When we spoke with Ken Ralston and Jay Redd of Sony Pictures Imageworks, they described this movie just as it was: a collection of plausible alternate realities. It is at this point in the Men in Black series that they’re able to take for granted the fact that most of their audience will have seen a previous installment, Men in Black I or II, and can move forward with the characters to explore new non-origin adventures. This Men in Black takes everything positive from the first two films and hits a home run with not just a fabulous new story, but exquisite visuals and a collection of engaging characters as well.
If you go to this film for no other reason than to see Jemaine Clement play the antagonist Boris The Animal, you will not be disappointed. This fellow is one half of the New Zealand rock comedy group Flight of the Conchords and has done his fair share of voice acting on everything from Rio to The Simpsons and was indeed part of a TV sketch comedy miniseries. Somewhere in there he became an amazing character / creature actor as well, as the only other person in the film that’s more engaging is, as expected, Will Smith’s Agent J. Expect to be wowed by Clement’s portail of a morphing murderous monster that lets his positively odd affinity for dark humor shine through without effort.
Boris the Animal is but one of a host of new aliens which are the bread and butter of the series, this third installment in the Men in Black franchise being no exception to the rule. While there are several “filler” aliens popping up in scenes like the fish restaurant so that they might easily be blasted to bits without too much regret, this film has some really great monster movie magic going on. Keep your eyes out for an ever-spookier Boris the Animal, a moose-sized koi fish, and the return of the Worm Guys – who each movie appear to be getting more or less real-looking, depending on how you see it.

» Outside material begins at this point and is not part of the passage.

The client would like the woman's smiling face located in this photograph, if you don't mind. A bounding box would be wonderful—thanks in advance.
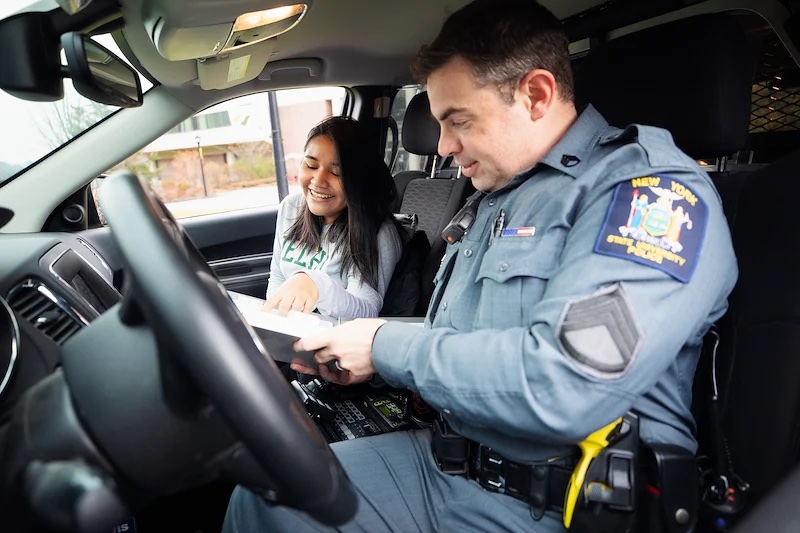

You’ll get your fair share of reveals on this reality where celebrities such as Richard Branson (see if you can spot him!) appear as hinted aliens. You’ll find yourself once again immersed in the perfectly legitimate possibility that everyone and anyone could potentially be an alien when it comes down to it. You’ll dive deep into the idea that Josh Brolin is really, truly, a younger version of Tommy Lee Jones.
Each of these things you will be doing, and while you’re doing them, you will be having a great time. One top of everything being entertaining enough to engage a whole new generation of Men in Black fans, this film is made to treat those who’ve seen every film thus far to some visual and environmental candy. If you’re a Men in Black fanboy, you’ll have plenty to see in the background, and more than enough to keep you engaged enough to want to see more when the film is over.
What we heard from Ken Ralston and Jay Redd, two of the heads of the visual effects shots we see throughout the film with their company Imageworks, was that this was a film with an “onion” of reality, meaning that it’s “peeled back” as each scene unfolds. As you move through the film you realize that not only are the places and events your seeing not quite precisely accurate when compared to our own reality, but this idea is a plot device as well. Michael Stuhlbarg plays Griffin, a time-aware species of humanoid who reminds you quite a few times throughout the film that he is aware of several outcomes for each moment’s events. Notice the butterfly floating about in at least a couple of scenes and see if you can pick up the simple symbolism.
If you only see the film for one scene, let it be the scene that you’ve seen previews of in the trailers for this film – the one where Agent J does his first Time Jump. And let it be 3D IMAX as well. There’s nothing quite like seeing Will Smith plummet off the Crysler Building 66 stories through decades of events which eventually have him landing in 1969 – and you’ll never guess where he lands.
This scene takes the 3D and gigantism of the IMAX theater to a level where you’ll be glad you payed the extra few bucks to experience it. The third dimension is not essential to this film when it comes down to it, but it did add a level of fantastic to the experience and, as it’s mean to, made me glad I had the opportunity to see the film in the theater. That said, this movie will have a lot of staying power for the home theater as well, even if that is just a 14-inch television you’ve got in the corner.
Men in Black continues to impress with the simple effects/comedy formula that worked out perfectly in the first installment. This movie does have a bit of time travel as, again, was quite obvious in the trailers released up until the film’s release, but this is mostly just to allow us to meet the Brolin version of Tommy Lee Jones… I mean Agent K – and he does such a fabulous job at portraying K’s already cemented personality (with a twist) that you’ll have to remind yourself that this is actually Brolin, not a young Jones.
This film takes the awesome abilities of the effects industry (specifically Imageworks here) and actually tunes back to a degree that will have you forgetting that this franchise was built on the idea that we’d get to see unbelievable beings of all kinds. This is the happy kind of Science Fiction where even the murderous villains make jokes and strange beings of all sorts are lurking about in a world that’s supposed to be just as plain as the one we’re living in. This set of elements has this film made genuinely entertaining for audiences of all ages – just so long as they’re old enough not to have nightmares about the terrifying concept of a beast that is Boris.
NOTE: Don’t be too disappointed when you don’t see Flaco (from the trailer above) in the final cut of the film, as he’s simply not that essential. You’ll get plenty of 3D aliens in his place.